Copper Breaks Trend Line As Trafigura Questions Spike, Hedge Funds Bet Big
Tight supplies from copper mines and the looming threat of a worsening global deficit rocketed copper prices from February to June, and the AI trade, which drove momentum from speculative traders, pushed prices even higher. But in recent weeks, prices have tumbled, breaking a critical trend line that has been intact for months. Now, prices are teetering on a knife-edge, with trading desks and hedge funds speculating on what comes next.
Let’s begin with comments from the world’s top copper trader – and as Bloomberg’s Jack Farchy puts it, “usually one of the market’s most bullish voices” – who called the price surge unjustified due to real-world supply.
“Prices of non-ferrous metals have moved much higher than fundamentals in the physical spot market might indicate or justify, especially for copper,” Trafigura Chief Economist Saad Rahim wrote in a note with first-half results on Thursday.
Rahim pointed out that copper’s speculative surge in the first half of the year was primarily linked to “investment flows.” However, he does believe the closure of First Quantum Minerals Ltd.’s mine in Panama will eventually tighten global supplies.
He wrote that sliding mine supply “has led to a significant concentrates shortage, resulting in smelters having to cut production and pointing to tighter inventories of refined metal even if demand is lackluster.”
Copper prices on the London Metal Exchange on Friday fell to $9,652 a ton, down 11.5% from the all-time high of $11,104 in May. Furthermore, prices have breached a multi-month ascending trend line, which is happening as the top consumer of copper, China, has printed dismal economic data.
“Specs got in from Feb, fast money chased in March (AI narrative emerged), April we saw consumers really step back (above 9k) and scrap volumes picked up, May was financial FOMO and stop outs and we saw a pickup in producer hedging.
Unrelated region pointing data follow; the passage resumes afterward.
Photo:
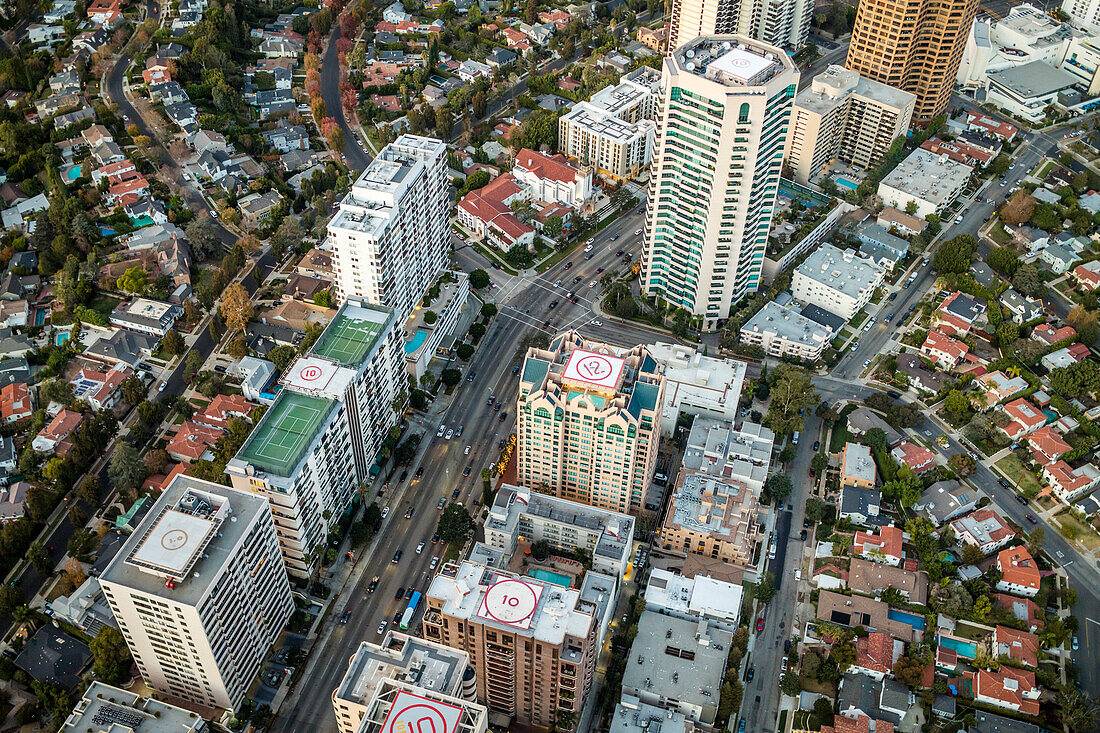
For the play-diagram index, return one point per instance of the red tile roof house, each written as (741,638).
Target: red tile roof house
(1048,335)
(1047,446)
(916,457)
(54,437)
(15,402)
(876,655)
(856,722)
(1018,645)
(1069,483)
(884,547)
(1019,572)
(1009,688)
(944,350)
(1087,275)
(983,528)
(957,314)
(193,440)
(223,407)
(1025,418)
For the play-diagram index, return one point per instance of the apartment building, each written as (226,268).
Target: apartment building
(391,237)
(914,45)
(408,681)
(696,384)
(199,593)
(532,644)
(782,23)
(615,131)
(520,516)
(844,117)
(317,442)
(835,280)
(726,105)
(589,422)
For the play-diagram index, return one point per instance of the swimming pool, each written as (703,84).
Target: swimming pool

Feels to me like the 2023 range steps a good $1500 higher for now, the low of that range will be what we settle next couple of weeks and the higher end will be the stop out top (10k to 11k give or take),” Goldman’s James McGeoch wrote in a note to clients on Friday.
McGeoch said, “The numbers I hear most is $14-15k. Think this gets the project running, then you drift back to marginal cost.”
Then there are hedge funds Rokos Capital Management and Andurand Capital Management, which bet that prices could rally significantly from current levels.
Per Bloomberg:
Rokos has made a flurry of options purchases in the past several months in a bet that copper could rally to $20,000 or more over the next few years, according to people familiar with the matter. At Andurand, copper was the biggest position by market exposure at the end of April, and the trader has recently predicted that prices could hit $40,000. Those targets are well beyond the forecasts of even the most bullish Wall Street banks.
Last week, Andurand told clients in a letter that its main commodities funds were up between 13% and 30% in April, primarily because of its bullish copper bets.
“We believe that we are at the beginning of the copper bull-market and that the recent move higher in prices is just the start,” Andurand wrote,adding, “Copper faces a decade-long supply deficit driven by the confluence of increasing demand due to the energy transition and persistent underinvestment in mine expansion.”
In April, David Einhorn’s Greenlight Capital said it had made a “medium-sized macro position to benefit from higher copper prices.”
“Our thesis now is that copper supply is about to fall short of demand, forcing prices substantially higher,” Greenlight said in a letter to clients, adding, “We think the best way to invest in that thesis is the most direct way — in this case through options on copper futures.”
Goldman’s McGeoch said, “A supply shock doesn’t get the price from $10,500 to $12,000. It’s what takes us from $15k to $20k.”
Also, Jeff Currie, who led commodities research at Goldman for nearly three decades, recently told Bloomberg’s Odd Lots that copper “is the most compelling trade I have ever seen in my 30 plus years of doing this.”
Despite China’s souring recovery, copper bulls believe the market will tighten as global industrial activity increases, central banks pivot to looser monetary policy, and mining companies struggle to ramp up production. This comes as demand rises due to electric vehicles, renewables, reshoring trends, and AI data centers, as the copper squeeze is likely to reignite again.